On his latest album, Josh Groban returns to his love of the stage, with a collection of songs from celebrated musicals, reports CBS News correspondent Anthony Mason.
"It's been in the back of my head since I was first signed and in fact since I was a kid," he said Friday on "CBS This Morning."
Groban was just 17, singing in high school musicals, when he caught the ear of Grammy Award-winning composer and producer David Foster.
Foster called on Groban to fill in for Andrea Bocelli, who was unable to rehearse his 1999 Grammy duet with Celine Dion.
Groban started on his path for success when he signed with 143 Records, but his pursuit of theater took the back seat.
"When you're signed at 16, 17 and you have kind of an image, and I was always a really weird, goofy kid, and then all of the sudden I'm signed and I see myself staring back at me from a billboard in a very super serious manner, 'OK well I guess I have to be that guy now for a little while,'" Groban said.
Three years later, Groban released his self-titled, double-platinum debut album.
His voice is one of the most distinctive in music, but the four-time multi-platinum artist's style is difficult to pin down.
The singer, songwriter and occasional actor is celebrated for merging classical and pop music into a sound all his own.
Romantic ballads belted out in his unmistakable baritone led Rolling Stone to call the operatic pop singer "one of today's great vocal talents."
His soaring vocals on seven studio albums have sold more than 25 million copies worldwide.

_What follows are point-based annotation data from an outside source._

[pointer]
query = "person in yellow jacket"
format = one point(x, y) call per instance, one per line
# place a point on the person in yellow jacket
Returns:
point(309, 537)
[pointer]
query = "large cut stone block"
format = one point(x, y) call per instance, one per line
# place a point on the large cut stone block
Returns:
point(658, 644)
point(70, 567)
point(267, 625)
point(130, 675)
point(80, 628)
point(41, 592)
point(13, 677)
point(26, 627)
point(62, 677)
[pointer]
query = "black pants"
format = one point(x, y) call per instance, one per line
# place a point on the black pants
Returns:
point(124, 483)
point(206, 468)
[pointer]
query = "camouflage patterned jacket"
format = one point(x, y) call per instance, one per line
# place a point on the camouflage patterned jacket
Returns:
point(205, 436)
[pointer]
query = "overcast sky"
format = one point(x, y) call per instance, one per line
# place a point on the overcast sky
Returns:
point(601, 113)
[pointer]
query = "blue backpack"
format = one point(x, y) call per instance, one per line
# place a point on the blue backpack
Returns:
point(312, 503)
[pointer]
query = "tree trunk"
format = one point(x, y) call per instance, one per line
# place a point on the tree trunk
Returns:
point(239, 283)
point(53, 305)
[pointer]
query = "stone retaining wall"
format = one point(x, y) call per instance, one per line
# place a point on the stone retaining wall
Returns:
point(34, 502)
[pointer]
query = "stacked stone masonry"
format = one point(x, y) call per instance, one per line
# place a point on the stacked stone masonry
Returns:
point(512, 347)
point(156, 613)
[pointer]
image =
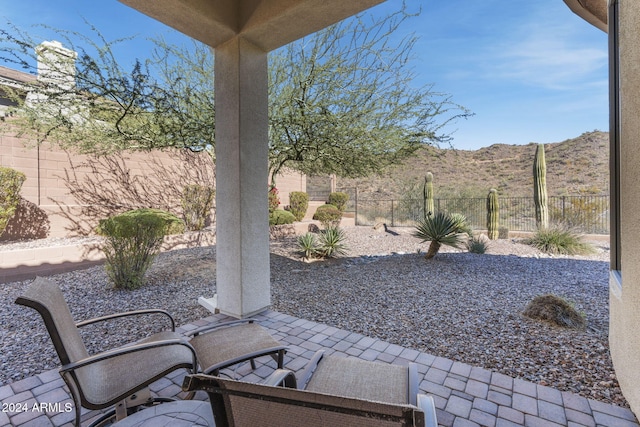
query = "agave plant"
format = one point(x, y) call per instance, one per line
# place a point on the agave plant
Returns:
point(331, 242)
point(441, 229)
point(308, 244)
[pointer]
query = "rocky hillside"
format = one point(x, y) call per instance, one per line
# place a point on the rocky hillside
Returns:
point(575, 166)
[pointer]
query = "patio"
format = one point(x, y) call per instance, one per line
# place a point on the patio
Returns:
point(464, 395)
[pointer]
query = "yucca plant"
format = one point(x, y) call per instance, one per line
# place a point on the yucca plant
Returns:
point(330, 242)
point(559, 239)
point(441, 229)
point(461, 224)
point(308, 244)
point(478, 244)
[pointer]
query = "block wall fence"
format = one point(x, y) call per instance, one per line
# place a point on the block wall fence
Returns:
point(66, 194)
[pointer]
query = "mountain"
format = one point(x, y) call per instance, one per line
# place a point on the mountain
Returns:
point(575, 166)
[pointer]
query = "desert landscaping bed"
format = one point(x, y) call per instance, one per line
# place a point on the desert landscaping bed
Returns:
point(462, 306)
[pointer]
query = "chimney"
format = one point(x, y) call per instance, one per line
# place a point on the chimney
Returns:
point(56, 65)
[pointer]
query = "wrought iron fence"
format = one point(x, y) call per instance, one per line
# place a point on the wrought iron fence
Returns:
point(586, 214)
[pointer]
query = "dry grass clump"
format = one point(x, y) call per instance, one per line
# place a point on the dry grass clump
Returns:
point(555, 310)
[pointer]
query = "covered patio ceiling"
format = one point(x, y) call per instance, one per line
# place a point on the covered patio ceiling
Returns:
point(267, 24)
point(592, 11)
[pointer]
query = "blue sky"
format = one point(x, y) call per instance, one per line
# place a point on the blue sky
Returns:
point(531, 71)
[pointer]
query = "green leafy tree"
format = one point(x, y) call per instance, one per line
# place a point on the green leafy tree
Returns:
point(342, 101)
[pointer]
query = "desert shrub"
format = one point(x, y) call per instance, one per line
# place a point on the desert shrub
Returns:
point(10, 184)
point(308, 244)
point(279, 217)
point(133, 239)
point(478, 244)
point(331, 243)
point(559, 240)
point(555, 310)
point(298, 204)
point(339, 200)
point(274, 199)
point(328, 215)
point(197, 201)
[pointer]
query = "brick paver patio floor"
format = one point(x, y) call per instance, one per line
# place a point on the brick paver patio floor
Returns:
point(464, 395)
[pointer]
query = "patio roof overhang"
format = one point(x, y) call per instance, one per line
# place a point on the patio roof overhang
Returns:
point(267, 24)
point(592, 11)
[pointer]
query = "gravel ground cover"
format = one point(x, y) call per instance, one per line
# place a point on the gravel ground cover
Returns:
point(462, 306)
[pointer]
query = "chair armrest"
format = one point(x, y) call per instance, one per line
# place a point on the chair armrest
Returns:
point(426, 405)
point(208, 328)
point(310, 369)
point(126, 314)
point(281, 378)
point(130, 349)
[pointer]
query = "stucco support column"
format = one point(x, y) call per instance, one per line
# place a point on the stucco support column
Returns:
point(242, 241)
point(624, 334)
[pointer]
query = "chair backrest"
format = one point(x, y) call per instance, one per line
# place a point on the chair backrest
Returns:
point(46, 298)
point(242, 404)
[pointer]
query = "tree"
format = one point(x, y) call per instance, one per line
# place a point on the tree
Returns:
point(341, 100)
point(167, 101)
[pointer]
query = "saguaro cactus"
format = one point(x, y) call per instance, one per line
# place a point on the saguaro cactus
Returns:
point(493, 214)
point(427, 195)
point(540, 188)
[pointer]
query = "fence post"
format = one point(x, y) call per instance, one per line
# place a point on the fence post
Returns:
point(392, 212)
point(356, 209)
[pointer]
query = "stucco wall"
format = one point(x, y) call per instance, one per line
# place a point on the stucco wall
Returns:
point(625, 293)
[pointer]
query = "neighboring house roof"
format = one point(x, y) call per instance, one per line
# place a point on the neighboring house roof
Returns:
point(592, 11)
point(14, 77)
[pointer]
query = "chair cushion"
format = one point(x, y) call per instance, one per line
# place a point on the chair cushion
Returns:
point(181, 413)
point(105, 381)
point(350, 377)
point(232, 344)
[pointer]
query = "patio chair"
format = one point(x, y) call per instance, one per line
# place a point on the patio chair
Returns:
point(121, 376)
point(354, 401)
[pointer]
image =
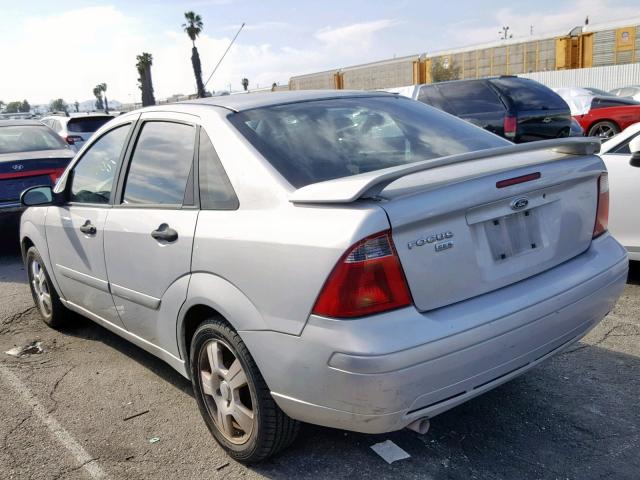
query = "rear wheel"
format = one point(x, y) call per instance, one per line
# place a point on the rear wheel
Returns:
point(44, 295)
point(233, 398)
point(604, 129)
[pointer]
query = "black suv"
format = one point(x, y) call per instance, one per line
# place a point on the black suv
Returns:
point(518, 109)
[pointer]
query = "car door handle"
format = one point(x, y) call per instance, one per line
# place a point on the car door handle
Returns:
point(165, 233)
point(88, 228)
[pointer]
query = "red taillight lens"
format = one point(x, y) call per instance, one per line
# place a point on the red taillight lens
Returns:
point(510, 126)
point(367, 279)
point(55, 175)
point(602, 212)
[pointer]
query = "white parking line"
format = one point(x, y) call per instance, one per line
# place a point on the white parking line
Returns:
point(89, 464)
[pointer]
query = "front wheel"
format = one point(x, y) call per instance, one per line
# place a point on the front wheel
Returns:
point(233, 398)
point(604, 129)
point(45, 297)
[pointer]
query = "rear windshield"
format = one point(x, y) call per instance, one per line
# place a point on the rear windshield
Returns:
point(309, 142)
point(28, 138)
point(86, 125)
point(530, 95)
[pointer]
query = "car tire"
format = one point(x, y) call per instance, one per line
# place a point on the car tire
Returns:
point(47, 300)
point(230, 390)
point(604, 129)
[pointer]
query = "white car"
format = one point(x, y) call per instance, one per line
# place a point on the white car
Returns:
point(621, 154)
point(632, 91)
point(76, 130)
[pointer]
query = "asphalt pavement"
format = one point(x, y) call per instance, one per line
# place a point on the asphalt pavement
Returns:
point(65, 413)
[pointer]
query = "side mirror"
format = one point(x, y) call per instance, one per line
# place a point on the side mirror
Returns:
point(634, 146)
point(35, 196)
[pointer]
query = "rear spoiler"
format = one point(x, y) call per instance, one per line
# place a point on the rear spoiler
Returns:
point(370, 184)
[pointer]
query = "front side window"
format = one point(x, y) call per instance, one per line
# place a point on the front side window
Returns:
point(309, 142)
point(93, 175)
point(216, 192)
point(161, 164)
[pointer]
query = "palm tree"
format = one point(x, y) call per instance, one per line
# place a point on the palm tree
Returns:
point(145, 84)
point(193, 27)
point(97, 92)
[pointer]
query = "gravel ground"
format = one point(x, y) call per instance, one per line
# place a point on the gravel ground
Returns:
point(575, 416)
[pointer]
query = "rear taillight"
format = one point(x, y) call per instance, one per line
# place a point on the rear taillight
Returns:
point(72, 139)
point(602, 212)
point(510, 126)
point(55, 175)
point(367, 279)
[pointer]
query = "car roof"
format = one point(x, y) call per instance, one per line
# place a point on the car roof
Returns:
point(20, 123)
point(248, 101)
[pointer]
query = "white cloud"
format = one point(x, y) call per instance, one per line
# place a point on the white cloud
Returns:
point(563, 19)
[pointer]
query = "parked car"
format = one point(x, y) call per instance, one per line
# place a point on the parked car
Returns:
point(621, 154)
point(632, 92)
point(600, 116)
point(356, 260)
point(30, 154)
point(518, 109)
point(78, 129)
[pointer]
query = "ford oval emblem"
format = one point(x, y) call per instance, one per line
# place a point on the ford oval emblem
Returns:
point(519, 203)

But his theatrical roots have also planted him in movies and popular TV comedies as a guest star -- roles that often arise, he said, from members of those projects tweeting at him with the opportunity.
He's made cameos on a variety of films and shows -- including a recent stint singing Donald Trump's tweets on "Jimmy Kimmel Live!" -- but noted one similarity between them all.
"They comb my hair the way my mom used to comb it in 6th grade," Groban said.
That all could change if Groban makes a move off screen and back onto the stage.
He said it's always been a goal and he's currently looking into something for 2016.
Groban said he can't rap, so a role in "Hamilton" is out of the question, but he's looking for something unique.
"I grew up admiring people like Michael Crawford, Brian Stokes Mitchell, Mandy Patinkin, Bernadette Peters, people who had originated great roles," Groban said. "So for me the excitement is about something new, maybe something people weren't expecting and something that takes me out of my comfort zone."